Freelancing Work: Flop or Feat, It’s Up to You

November 02, 20203 min read

A gig is defined as a temporary job with an uncertain future. But getting started in the gig economy means that you are in control of your own future. Keep reading for more information on why a career as a freelancer is a viable option in today’s tech-driven economy.

Born for business

If you don’t mind taking risks and can adapt to an ever-changing market, you already possess two of the most important traits of a freelance entrepreneur. You’ll also need problem-solving skills and be willing to accept criticism from customers and competitors alike. Drive and determination will give you a competitive advantage in a world where, according to Entrepreneur, freelancers account for more than one-third of the U.S. workforce.

What you’re worth

There are almost as many different types of freelance work as there are freelance workers. Money explains that some of the most successful gig workers earn more than $100 per hour. Some skills are more valuable than others, with network analysis topping the list of most lucrative freelance skills at $200 per hour. Your earning potential, however, is not defined by a list. No matter your skill set, there is likely a way to earn money in today’s sharing economy. In addition to computer and creative work, you can become an entrepreneur by providing ride-share services, running errands for busy professionals, or selling homemade crafts online.

Getting started

Your first gig job is perhaps the most important because it will give you the confidence to seek other self-employment opportunities. Forbes contributor Susannah Breslin explains, however, you must be honest with yourself about your strengths and weaknesses. This first gig will also allow you to determine your rates based on several factors including the time it takes to complete the job and, if applicable, the cost of materials needed.

If you’re looking to sell services as opposed to products, you can get started today by looking online for freelance work.
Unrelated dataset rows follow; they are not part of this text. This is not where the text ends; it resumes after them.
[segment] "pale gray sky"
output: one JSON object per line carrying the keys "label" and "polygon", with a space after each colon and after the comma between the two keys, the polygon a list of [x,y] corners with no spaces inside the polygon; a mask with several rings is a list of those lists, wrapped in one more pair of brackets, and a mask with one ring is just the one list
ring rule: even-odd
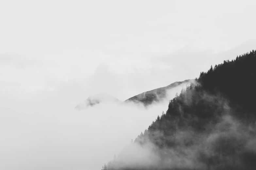
{"label": "pale gray sky", "polygon": [[74,81],[83,98],[124,100],[194,78],[222,61],[214,54],[256,38],[254,1],[0,3],[0,80],[23,92]]}
{"label": "pale gray sky", "polygon": [[10,153],[0,154],[2,169],[99,169],[167,104],[78,113],[77,105],[101,92],[124,100],[255,49],[256,8],[253,0],[0,1],[0,148]]}

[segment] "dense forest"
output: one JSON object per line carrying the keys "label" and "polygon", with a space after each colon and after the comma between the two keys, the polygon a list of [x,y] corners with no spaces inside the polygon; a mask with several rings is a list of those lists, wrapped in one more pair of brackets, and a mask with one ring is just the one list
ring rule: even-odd
{"label": "dense forest", "polygon": [[256,169],[256,51],[211,66],[103,170]]}

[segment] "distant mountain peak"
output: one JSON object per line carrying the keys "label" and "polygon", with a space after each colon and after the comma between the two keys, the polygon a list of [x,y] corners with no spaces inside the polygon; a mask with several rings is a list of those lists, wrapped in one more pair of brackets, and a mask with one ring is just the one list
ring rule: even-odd
{"label": "distant mountain peak", "polygon": [[194,86],[196,82],[194,79],[187,79],[182,81],[177,81],[165,87],[143,92],[128,99],[125,101],[125,102],[141,103],[143,104],[145,106],[147,106],[152,104],[154,102],[159,102],[163,100],[168,97],[168,91],[185,83],[187,83],[188,85],[191,84]]}
{"label": "distant mountain peak", "polygon": [[101,92],[91,96],[84,102],[80,103],[75,107],[79,110],[85,109],[103,102],[115,103],[121,101],[112,95],[104,92]]}

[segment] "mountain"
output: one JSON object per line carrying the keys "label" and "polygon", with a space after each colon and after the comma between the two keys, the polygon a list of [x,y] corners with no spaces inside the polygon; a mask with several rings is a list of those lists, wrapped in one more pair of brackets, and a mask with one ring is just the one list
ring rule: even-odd
{"label": "mountain", "polygon": [[85,109],[88,107],[94,106],[103,102],[114,103],[120,102],[121,101],[110,94],[104,92],[101,92],[93,96],[92,96],[76,106],[76,108],[78,109]]}
{"label": "mountain", "polygon": [[[188,79],[183,81],[177,81],[167,86],[156,89],[150,91],[143,92],[125,100],[125,102],[133,102],[136,103],[141,103],[145,106],[151,105],[154,102],[159,102],[166,99],[168,96],[169,91],[179,86],[186,86],[190,84],[194,86],[197,84],[195,80]],[[167,99],[169,100],[169,99]]]}
{"label": "mountain", "polygon": [[200,73],[103,170],[256,169],[256,51]]}

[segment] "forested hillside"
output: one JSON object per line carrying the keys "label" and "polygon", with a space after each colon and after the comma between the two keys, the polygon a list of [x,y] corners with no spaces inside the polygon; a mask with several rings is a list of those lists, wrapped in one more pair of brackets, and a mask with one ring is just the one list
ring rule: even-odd
{"label": "forested hillside", "polygon": [[256,169],[256,51],[211,66],[103,170]]}

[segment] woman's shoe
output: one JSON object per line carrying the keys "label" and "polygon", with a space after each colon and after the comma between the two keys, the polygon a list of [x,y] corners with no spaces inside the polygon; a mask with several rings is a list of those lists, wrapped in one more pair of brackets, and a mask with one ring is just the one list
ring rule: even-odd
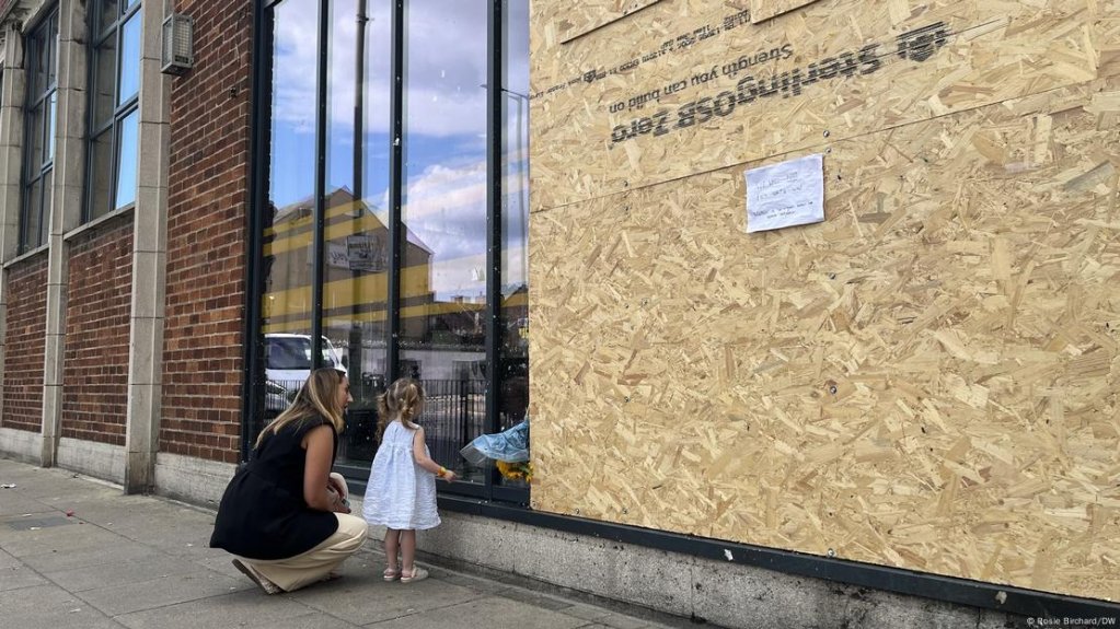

Freelancers utilizing work platform sites are hypercompetitive and, like you, often use them as a springboard for launching their independent careers. These first few gigs may not be the highest paying, but they are a valuable learning experience.

Before entering the world of entrepreneurship, you’ll also need to understand the fundamentals of running a business. This includes how to manage your time, set up a functional workspace, handle business accounting, and deal with customers daily. Contact your local chamber of commerce or county clerk to find out if you will be required to obtain a business license or, if you’ll need to interact with customers face-to-face if your home is in a zone that allows home-based businesses.

Pros and cons

There are definite benefits to working for yourself, including having a flexible schedule and deciding which clients you want to work with. Monster also cites an unlimited earnings potential and nonexistent commute as other appealing aspects of entrepreneurship. But there’s also a dark side that you’ll need to consider. Being a freelancer means that you won’t have a consistent cash flow. You’ll also have to juggle multiple clients and will lose your company-sponsored benefits, such as a 401(k) and health insurance. Continuously working alone can also affect your mental health and leave you feeling isolated and constantly stressed.

For all its ups and downs, being a freelance worker offers one thing that being an employee never can: ownership. As a small business owner/freelancer/entrepreneur, you get to take ownership in your business but also of the pride you feel when creating success. Today’s technology has made entrepreneurship an exceptional option, especially for those of you who are tired of being paid pennies on the dollar of your actual worth.